# Import libraries

In [1]:
import os
import pandas as pd
import random
random.seed(1)
import argparse
from copy import deepcopy
from alipy import ToolBox
from alipy.index import IndexCollection
from tqdm import tqdm
from xgboost import XGBClassifier

pd.set_option('display.max_columns', None)
pd.set_option('display.max_rows', None)

# define model parameters for AL
parser = argparse.ArgumentParser(description='Active learning for thermal preference')
parser.add_argument('--num_bagging', type=int, default=5)
parser.add_argument('--input_features', type=list, default=['Mode',
                                                            'Indoor Temp',
                                                            'Indoor Humidity',
                                                            'Air Velocity',
                                                            'Globe Temperature',
                                                            'Outdoor Temp',
                                                            'Outdoor Humidity'])
args = parser.parse_args(args=[])

# Load BCA and ASHRAE datasets

In [2]:
bca_thermalpref = pd.read_csv('data/bca_thermalpref_unsampled_data.csv')
bca_thermalacc = pd.read_csv('data/bca_thermalacc_unsampled_data.csv')
bca_airpref = pd.read_csv('data/bca_airpref_unsampled_data.csv')

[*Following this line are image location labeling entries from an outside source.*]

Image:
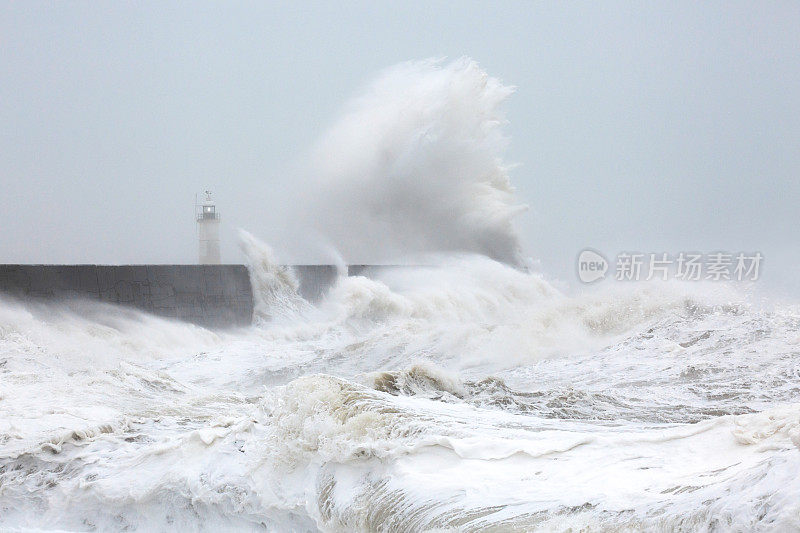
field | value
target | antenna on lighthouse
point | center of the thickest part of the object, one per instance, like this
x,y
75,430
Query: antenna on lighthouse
x,y
208,231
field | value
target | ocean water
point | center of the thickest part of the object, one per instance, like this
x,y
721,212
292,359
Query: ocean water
x,y
465,395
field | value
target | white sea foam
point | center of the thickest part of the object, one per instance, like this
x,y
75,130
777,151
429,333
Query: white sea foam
x,y
464,395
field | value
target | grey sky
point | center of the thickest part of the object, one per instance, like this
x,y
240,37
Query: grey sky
x,y
654,128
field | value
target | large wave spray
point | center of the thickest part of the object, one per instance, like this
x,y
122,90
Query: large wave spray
x,y
415,165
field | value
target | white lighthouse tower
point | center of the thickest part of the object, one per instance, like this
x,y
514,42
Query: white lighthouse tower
x,y
208,231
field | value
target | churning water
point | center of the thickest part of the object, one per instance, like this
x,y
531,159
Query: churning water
x,y
466,395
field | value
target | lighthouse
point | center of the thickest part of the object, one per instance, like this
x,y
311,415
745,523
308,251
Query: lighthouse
x,y
208,231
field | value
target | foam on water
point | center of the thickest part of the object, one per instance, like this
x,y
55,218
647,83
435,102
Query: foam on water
x,y
464,395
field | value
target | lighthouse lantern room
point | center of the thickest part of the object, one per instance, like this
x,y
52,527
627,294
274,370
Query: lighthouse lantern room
x,y
208,231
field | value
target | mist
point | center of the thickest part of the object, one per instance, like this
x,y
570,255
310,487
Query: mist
x,y
651,128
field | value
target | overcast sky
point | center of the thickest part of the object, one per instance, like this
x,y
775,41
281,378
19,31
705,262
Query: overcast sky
x,y
657,127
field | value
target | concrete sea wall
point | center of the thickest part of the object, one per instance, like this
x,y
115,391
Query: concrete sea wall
x,y
207,295
216,296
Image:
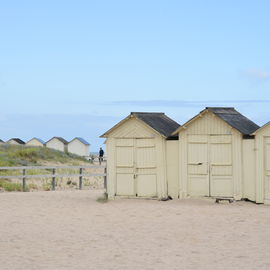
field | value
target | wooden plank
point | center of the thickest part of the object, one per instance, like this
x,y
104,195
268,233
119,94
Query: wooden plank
x,y
52,167
50,175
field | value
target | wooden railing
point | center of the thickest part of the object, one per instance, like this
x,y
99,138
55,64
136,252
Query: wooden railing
x,y
54,173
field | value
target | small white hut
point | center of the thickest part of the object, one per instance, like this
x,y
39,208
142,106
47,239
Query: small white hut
x,y
79,146
35,142
57,143
211,153
16,141
136,155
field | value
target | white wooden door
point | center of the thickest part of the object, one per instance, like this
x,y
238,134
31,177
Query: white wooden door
x,y
198,167
267,168
136,172
146,168
210,165
125,167
221,173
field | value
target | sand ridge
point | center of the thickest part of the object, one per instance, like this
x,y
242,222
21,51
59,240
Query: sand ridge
x,y
71,230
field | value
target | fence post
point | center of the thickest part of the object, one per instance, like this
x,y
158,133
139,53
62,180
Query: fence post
x,y
105,178
80,178
24,182
53,180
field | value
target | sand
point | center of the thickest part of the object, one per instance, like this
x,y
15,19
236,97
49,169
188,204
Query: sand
x,y
71,230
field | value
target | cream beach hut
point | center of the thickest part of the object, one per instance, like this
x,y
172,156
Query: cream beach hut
x,y
211,153
16,141
136,155
57,143
35,142
79,146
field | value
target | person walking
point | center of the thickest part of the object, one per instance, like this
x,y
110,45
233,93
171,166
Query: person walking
x,y
101,154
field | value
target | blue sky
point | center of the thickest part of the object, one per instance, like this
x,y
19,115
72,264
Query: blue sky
x,y
75,68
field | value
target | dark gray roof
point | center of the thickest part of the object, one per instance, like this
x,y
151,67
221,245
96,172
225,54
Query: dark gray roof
x,y
81,140
158,121
235,119
17,140
41,141
60,139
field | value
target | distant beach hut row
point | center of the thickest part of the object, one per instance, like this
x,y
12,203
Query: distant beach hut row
x,y
78,145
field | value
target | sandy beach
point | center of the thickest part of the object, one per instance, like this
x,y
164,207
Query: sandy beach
x,y
71,230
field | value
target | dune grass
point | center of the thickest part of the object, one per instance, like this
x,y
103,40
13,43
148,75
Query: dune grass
x,y
13,155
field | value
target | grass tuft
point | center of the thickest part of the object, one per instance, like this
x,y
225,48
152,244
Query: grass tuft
x,y
103,198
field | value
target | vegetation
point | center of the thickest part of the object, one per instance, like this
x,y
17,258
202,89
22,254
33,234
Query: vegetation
x,y
103,198
9,186
16,156
13,155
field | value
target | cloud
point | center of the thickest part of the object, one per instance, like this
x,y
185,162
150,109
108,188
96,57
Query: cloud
x,y
257,74
184,103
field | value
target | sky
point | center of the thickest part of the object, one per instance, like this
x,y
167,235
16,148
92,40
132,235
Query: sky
x,y
76,68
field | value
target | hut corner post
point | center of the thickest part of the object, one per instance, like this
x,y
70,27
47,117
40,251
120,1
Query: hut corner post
x,y
53,179
24,180
105,179
80,178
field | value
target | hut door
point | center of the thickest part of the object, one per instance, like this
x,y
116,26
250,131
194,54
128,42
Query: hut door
x,y
125,167
221,176
198,167
145,168
267,167
210,165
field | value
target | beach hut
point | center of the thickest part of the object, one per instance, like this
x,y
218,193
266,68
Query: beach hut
x,y
79,146
211,153
35,142
261,185
136,155
16,141
57,143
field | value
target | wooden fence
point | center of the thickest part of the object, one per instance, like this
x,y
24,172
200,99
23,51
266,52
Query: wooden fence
x,y
54,173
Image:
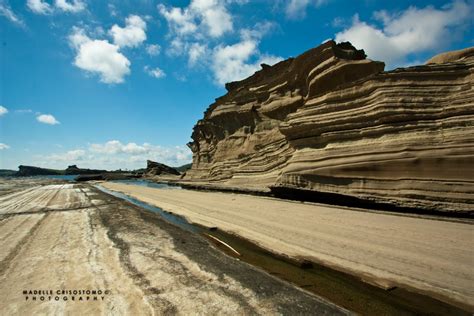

ashrae_thermalpref = pd.read_csv('data/ashrae_thermalpref_sampled_data.csv')
ashrae_thermalacc = pd.read_csv('data/ashrae_thermalacc_sampled_data.csv')
ashrae_airpref = pd.read_csv('data/ashrae_airpref_sampled_data.csv')

In [3]:
bca_thermalpref.head()

Unnamed: 0,Mode,Indoor Temp,Indoor Humidity,Air Velocity,Globe Temperature,Outdoor Temp,Outdoor Humidity,Thermal Preference,User Id,Condition
0,AC,26.224357,78.84082,0.53,27.35,83.0,73.0,No Change,1.0,2.0
1,AC,26.224357,78.84082,0.53,27.35,83.0,73.0,Cooler,2.0,2.0
2,AC,26.224357,78.84082,0.53,27.35,83.0,73.0,No Change,4.0,2.0
3,AC,26.224357,78.84082,0.53,27.35,83.0,73.0,Cooler,5.0,2.0
4,AC,26.224357,78.84082,0.53,27.35,83.0,73.0,Cooler,6.0,2.0


In [4]:
bca_thermalacc.head()

Unnamed: 0,Mode,Indoor Temp,Indoor Humidity,Air Velocity,Globe Temperature,Outdoor Temp,Outdoor Humidity,Thermal Acceptability,User Id,Condition
0,AC,26.224357,78.84082,0.53,27.35,83.0,73.0,Acceptable,1.0,2.0
1,AC,26.224357,78.84082,0.53,27.35,83.0,73.0,Acceptable,2.0,2.0
2,AC,26.224357,78.84082,0.53,27.35,83.0,73.0,Acceptable,4.0,2.0
3,AC,26.224357,78.84082,0.53,27.35,83.0,73.0,Unacceptable,5.0,2.0
4,AC,26.224357,78.84082,0.53,27.35,83.0,73.0,Acceptable,6.0,2.0


In [5]:
bca_airpref.head()

Unnamed: 0,Mode,Indoor Temp,Indoor Humidity,Air Velocity,Globe Temperature,Outdoor Temp,Outdoor Humidity,Air Movement Preference,User Id,Condition
0,AC,26.224357,78.84082,0.53,27.35,83.0,73.0,No Change,1.0,2.0
1,AC,26.224357,78.84082,0.53,27.35,83.0,73.0,No Change,2.0,2.0
2,AC,26.224357,78.84082,0.53,27.35,83.0,73.0,No Change,4.0,2.0
3,AC,26.224357,78.84082,0.53,27.35,83.0,73.0,More,5.0,2.0
4,AC,26.224357,78.84082,0.53,27.35,83.0,73.0,More,6.0,2.0


In [6]:
bca_thermalpref['Condition'].unique()

array([ 2.,  1.,  4., 16., 17., 19., 18.,  3.])

In [7]:
bca_thermalpref['Mode'].unique()

array(['AC', 'NV'], dtype=object)

# Perform data sampling for training and validation purposes

## Randomly sample 15 labelled instances per participant from BCA dataset for validation purposes

In [8]:
def train_test_split(data, target_col):
    """
    Splits the thermal comfort data into training and test sets by randomly
    sampling 10 labelled instances for each unique user for validation while
    the rest of the labelled instances are for training purposes.
    Users who have less than 20 labelled instances are dropped.
    
    Parameters:
        data: The dataframe containing thermal comfort data collected from BCA.
        target_col: The substring indicating the target column.
    
    Return:
        train_data: The training datset
        test_data: The test dataset
    """
    if os.path.exists(f'data/bca_{target_col}_train_data.csv') and \
        os.path.exists(f'data/bca_{target_col}_test_data.csv'):
        train_data = pd.read_csv(f'data/bca_{target_col}_train_data.csv')
        test_data = pd.read_csv(f'data/bca_{target_col}_test_data.csv')
        return train_data, test_data
    
    test_data = pd.DataFrame()
    train_data = pd.DataFrame()
    for user in data['User Id'].unique():
        user_df = data[data['User Id'] == user]
        user_df = user_df.sample(frac=1).reset_index(drop=True)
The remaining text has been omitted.